The action came after a report by council staff Diana Stram, who co-chairs the scallop plan team and talked about that body’s February meeting and general scallop management.
The state manages the scallop fishery, as most scallop beds are in both state and federal waters, and is responsible for setting the guideline harvest level, or GHL, for the fishery, although there are entry requirements for the state and federal fisheries.
The state program sunsets at the end of 2013, and the renewal effort has raised questions about its constitutionality. In prior hearings, it was stated that if the program isn’t renewed, the fishery could be shut down.
But at the council meeting, when Fields asked what could happen, both Stram and Kimball said the state would have several options, including setting separate GHLs for the state and federal waters, attempting to manage under the current program, or closing portions of the state waters.
The Department of Fish and Game requires 100 percent observer coverage on scallop boats, and the prior position of ADFG has been that such coverage makes the risk low for exceeding either the guideline harvest level or crab bycatch limits.

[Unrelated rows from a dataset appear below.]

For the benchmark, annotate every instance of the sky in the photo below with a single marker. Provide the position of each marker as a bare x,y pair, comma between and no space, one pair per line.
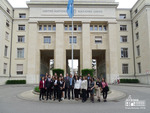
122,3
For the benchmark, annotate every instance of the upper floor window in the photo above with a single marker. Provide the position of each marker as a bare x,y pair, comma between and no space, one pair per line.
21,39
20,52
7,23
124,52
6,51
74,39
47,39
137,35
123,27
22,15
122,16
136,24
123,39
21,27
98,39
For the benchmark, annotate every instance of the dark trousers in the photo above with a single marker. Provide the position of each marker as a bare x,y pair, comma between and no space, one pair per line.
67,90
72,90
104,93
42,92
55,92
84,94
76,92
59,94
48,93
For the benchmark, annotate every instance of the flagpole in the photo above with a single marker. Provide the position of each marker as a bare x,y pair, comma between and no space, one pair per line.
72,47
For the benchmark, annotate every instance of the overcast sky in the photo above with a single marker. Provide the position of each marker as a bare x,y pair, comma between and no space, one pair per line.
122,3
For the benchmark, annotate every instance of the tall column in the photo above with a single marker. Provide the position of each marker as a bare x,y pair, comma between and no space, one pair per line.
59,53
33,65
86,53
112,52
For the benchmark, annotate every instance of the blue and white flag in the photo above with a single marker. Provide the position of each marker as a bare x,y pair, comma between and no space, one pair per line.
70,8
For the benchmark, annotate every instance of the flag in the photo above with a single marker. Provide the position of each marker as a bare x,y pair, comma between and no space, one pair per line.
70,8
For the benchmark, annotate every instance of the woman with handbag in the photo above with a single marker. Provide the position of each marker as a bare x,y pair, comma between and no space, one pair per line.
104,89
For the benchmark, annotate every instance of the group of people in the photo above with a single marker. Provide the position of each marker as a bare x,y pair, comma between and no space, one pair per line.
80,87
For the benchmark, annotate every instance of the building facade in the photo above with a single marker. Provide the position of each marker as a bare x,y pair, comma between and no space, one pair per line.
118,39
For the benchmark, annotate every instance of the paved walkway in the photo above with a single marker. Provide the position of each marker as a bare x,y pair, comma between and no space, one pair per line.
114,95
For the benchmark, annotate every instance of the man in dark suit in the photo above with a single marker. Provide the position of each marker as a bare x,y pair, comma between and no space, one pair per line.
48,85
67,86
72,86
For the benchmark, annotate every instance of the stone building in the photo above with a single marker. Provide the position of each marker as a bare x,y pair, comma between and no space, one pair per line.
118,39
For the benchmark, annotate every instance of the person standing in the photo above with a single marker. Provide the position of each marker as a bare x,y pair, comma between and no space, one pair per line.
67,86
98,89
92,87
48,85
84,89
104,89
72,86
42,88
55,88
76,88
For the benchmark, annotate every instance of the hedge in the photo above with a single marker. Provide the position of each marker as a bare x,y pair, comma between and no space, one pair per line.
85,72
58,71
36,89
129,81
16,82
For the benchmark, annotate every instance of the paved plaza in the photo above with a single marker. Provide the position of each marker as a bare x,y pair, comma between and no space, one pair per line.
20,99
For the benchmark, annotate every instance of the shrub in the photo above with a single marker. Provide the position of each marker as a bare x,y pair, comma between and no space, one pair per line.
16,82
85,72
36,89
58,71
129,81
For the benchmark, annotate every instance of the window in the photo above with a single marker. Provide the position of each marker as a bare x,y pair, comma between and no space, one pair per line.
136,11
47,39
20,52
125,68
45,27
5,51
104,28
7,23
5,68
66,27
40,27
54,27
123,27
22,15
74,39
21,38
19,69
21,27
100,27
123,39
136,24
124,52
49,27
75,28
137,35
95,28
139,67
7,35
70,27
79,28
138,50
98,40
122,16
91,27
8,10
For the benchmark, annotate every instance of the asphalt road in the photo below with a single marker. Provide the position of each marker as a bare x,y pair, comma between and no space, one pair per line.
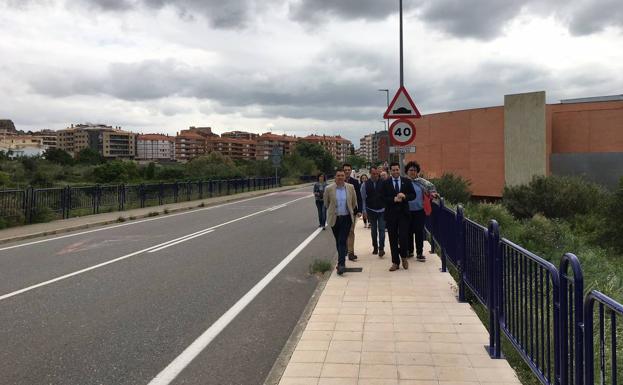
117,305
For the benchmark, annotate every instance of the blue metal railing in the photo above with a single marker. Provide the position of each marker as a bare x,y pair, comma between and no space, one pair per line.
540,308
610,362
37,204
529,316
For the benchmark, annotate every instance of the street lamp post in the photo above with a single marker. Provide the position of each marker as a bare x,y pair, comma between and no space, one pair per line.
386,122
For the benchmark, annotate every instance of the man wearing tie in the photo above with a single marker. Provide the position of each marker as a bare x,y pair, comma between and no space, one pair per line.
397,192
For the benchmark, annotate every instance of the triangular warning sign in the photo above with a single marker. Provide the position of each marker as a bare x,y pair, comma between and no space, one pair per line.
402,106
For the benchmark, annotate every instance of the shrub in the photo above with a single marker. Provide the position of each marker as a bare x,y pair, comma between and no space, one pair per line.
320,266
555,197
453,188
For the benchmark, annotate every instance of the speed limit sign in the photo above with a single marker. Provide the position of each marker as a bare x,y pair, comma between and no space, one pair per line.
402,132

“There are options if the legislature doesn’t act,” Kimball said.
Transit corridor up for study
The council also looked at fixing an unintended consequence of an action taken to protect walrus populations on Round Island, part of the Walrus Islands State Game Sanctuary.
The action prevented certain vessels from transiting Round Island, but the requirement has made it difficult for federally permitted vessels to bring herring from Togiak seiners to processors in Dillingham or elsewhere.
The council asked staff to develop one or more alternatives to the existing transit corridor options in consultation with affected stakeholders. Industry participants, the appropriate agencies, the Walrus Commission, and others were expected to be included in that stakeholder group.
Henderschedt made the motion for action on that issue, and the council agreed without objection.